Forward Guidance: Reclaiming the Finite
For the strategist, the “Phantom Self” is a volatile asset. It is prone to rapid shifts in sentiment, has zero loyalty, and is easily radicalized by the “crowd.” The antidote to this despair is what Kierkegaard called the “leap of faith”—a commitment to the objective uncertainty of the real world. In 2025, this translates to a premium on friction.
We predict a counter-movement towards “High-Friction Experiences.” As the despair of the seamless, infinite digital world grows, value will accrue to experiences that force the user back into their finite body: un-recordable live events, analogue skills, and community structures that banish the algorithm. The winners of the next decade will not be those who optimize the digital phantom, but those who can resurrect the real self.

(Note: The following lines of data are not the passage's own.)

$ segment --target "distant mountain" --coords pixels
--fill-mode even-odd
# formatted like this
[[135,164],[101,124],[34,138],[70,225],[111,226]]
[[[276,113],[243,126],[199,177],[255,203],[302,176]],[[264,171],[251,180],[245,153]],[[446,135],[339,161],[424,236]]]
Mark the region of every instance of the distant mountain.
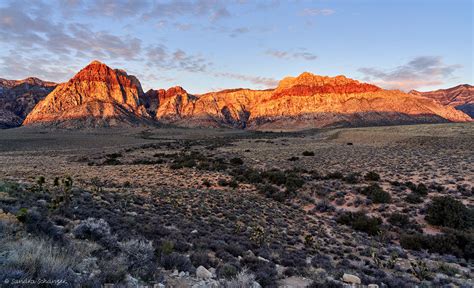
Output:
[[35,105],[56,85],[33,77],[24,80],[0,78],[0,128],[20,126]]
[[462,84],[428,92],[412,90],[410,94],[435,99],[443,105],[455,107],[474,118],[474,86],[472,85]]
[[[228,126],[256,130],[298,130],[334,125],[364,126],[469,121],[451,107],[401,91],[383,90],[344,76],[303,73],[276,89],[232,89],[160,96],[154,116],[180,126]],[[151,91],[147,95],[164,95]]]
[[23,125],[83,128],[149,123],[140,104],[143,94],[135,76],[93,61],[39,102]]
[[426,97],[383,90],[344,76],[307,72],[287,77],[268,90],[230,89],[192,95],[176,86],[143,93],[134,76],[94,61],[58,85],[23,124],[82,128],[167,123],[299,130],[470,120]]

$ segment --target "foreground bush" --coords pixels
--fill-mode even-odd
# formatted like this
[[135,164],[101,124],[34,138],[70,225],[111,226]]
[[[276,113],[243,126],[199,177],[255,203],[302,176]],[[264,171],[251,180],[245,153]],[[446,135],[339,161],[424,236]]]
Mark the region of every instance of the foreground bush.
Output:
[[474,227],[474,209],[450,197],[436,197],[428,205],[426,221],[432,225],[467,229]]
[[380,231],[380,224],[382,224],[380,218],[369,217],[364,212],[345,212],[336,221],[369,235],[376,235]]
[[81,259],[75,252],[42,239],[1,242],[0,281],[13,279],[64,279],[74,284],[73,268]]
[[428,250],[430,253],[451,254],[467,260],[474,259],[474,231],[445,229],[443,234],[405,234],[400,245],[410,250]]
[[390,193],[385,192],[377,183],[362,189],[362,194],[366,195],[373,203],[390,203],[392,201]]

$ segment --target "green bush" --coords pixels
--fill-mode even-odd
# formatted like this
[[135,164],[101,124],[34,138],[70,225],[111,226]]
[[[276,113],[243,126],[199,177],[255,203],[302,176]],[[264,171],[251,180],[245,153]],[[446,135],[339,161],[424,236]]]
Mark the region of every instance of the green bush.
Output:
[[398,212],[392,213],[387,220],[390,224],[402,228],[407,227],[410,224],[410,218],[408,215]]
[[377,183],[362,189],[362,194],[366,195],[373,203],[390,203],[392,201],[390,193],[385,192]]
[[367,181],[380,181],[380,175],[374,171],[365,174],[364,179]]
[[382,224],[380,218],[369,217],[364,212],[345,212],[341,214],[336,221],[369,235],[377,235],[380,231],[380,224]]
[[451,254],[465,259],[474,259],[474,231],[445,229],[443,234],[404,234],[400,245],[410,250],[428,250],[430,253]]
[[427,208],[426,221],[432,225],[467,229],[474,227],[474,210],[450,196],[433,198]]

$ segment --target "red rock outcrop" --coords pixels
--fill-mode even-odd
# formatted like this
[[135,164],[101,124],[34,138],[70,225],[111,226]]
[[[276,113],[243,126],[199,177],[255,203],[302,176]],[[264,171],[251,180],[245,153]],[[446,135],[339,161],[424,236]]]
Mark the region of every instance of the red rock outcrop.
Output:
[[344,76],[311,73],[287,77],[269,90],[192,95],[176,86],[143,93],[134,76],[94,61],[39,102],[24,125],[90,127],[152,120],[179,126],[295,130],[471,118],[426,97],[383,90]]
[[20,126],[35,105],[56,85],[33,77],[24,80],[0,79],[0,128]]
[[462,84],[448,89],[419,92],[410,91],[410,94],[424,96],[438,101],[439,103],[463,111],[474,118],[474,86]]
[[93,61],[39,102],[23,122],[61,127],[137,125],[148,121],[138,79]]
[[157,120],[177,125],[277,130],[470,120],[425,97],[311,73],[287,77],[274,90],[181,91],[157,111]]

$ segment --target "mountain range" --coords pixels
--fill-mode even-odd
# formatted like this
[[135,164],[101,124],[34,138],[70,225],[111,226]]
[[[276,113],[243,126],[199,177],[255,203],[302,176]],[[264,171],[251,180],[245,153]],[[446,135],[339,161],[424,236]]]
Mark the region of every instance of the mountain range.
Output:
[[36,78],[1,79],[0,127],[86,128],[166,123],[299,130],[467,122],[472,121],[468,115],[472,112],[472,88],[461,85],[433,92],[404,93],[345,76],[305,72],[284,78],[276,88],[267,90],[228,89],[193,95],[176,86],[145,93],[135,76],[93,61],[62,84]]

The single most critical insight for 2025: The consumer economy is pivoting from selling “aspirational identity” (feeding the Phantom) to selling “ontological grounding” (healing the Sickness).








This is a strong diagnosis of identity fragmentation at the individual level.
The deeper implication is institutional: systems built for stable selves are now governing populations with split agency, phantom incentives, and outsourced will.
That mismatch, not despair alone is what’s driving volatility across markets, politics, and organizations.
I’m a musician/performance artist by vocation, and I’ve always been weirdly bad at recording, archiving, and sharing my work in non-real time. I have colleagues, friends, and teachers who record, archive, and distribute obsessively, but it’s just not something I think about. I have struggled to pinpoint why it’s not a natural or intrinsic priority for me, and I think you nailed it in this piece. Internally I am inherently more impelled toward the connection that can only come from the “high friction” of real-time, ritual/ritualistic performance.
Recordings are great, but I live for a good ol’ fashioned “ya had to be there” kind of experience.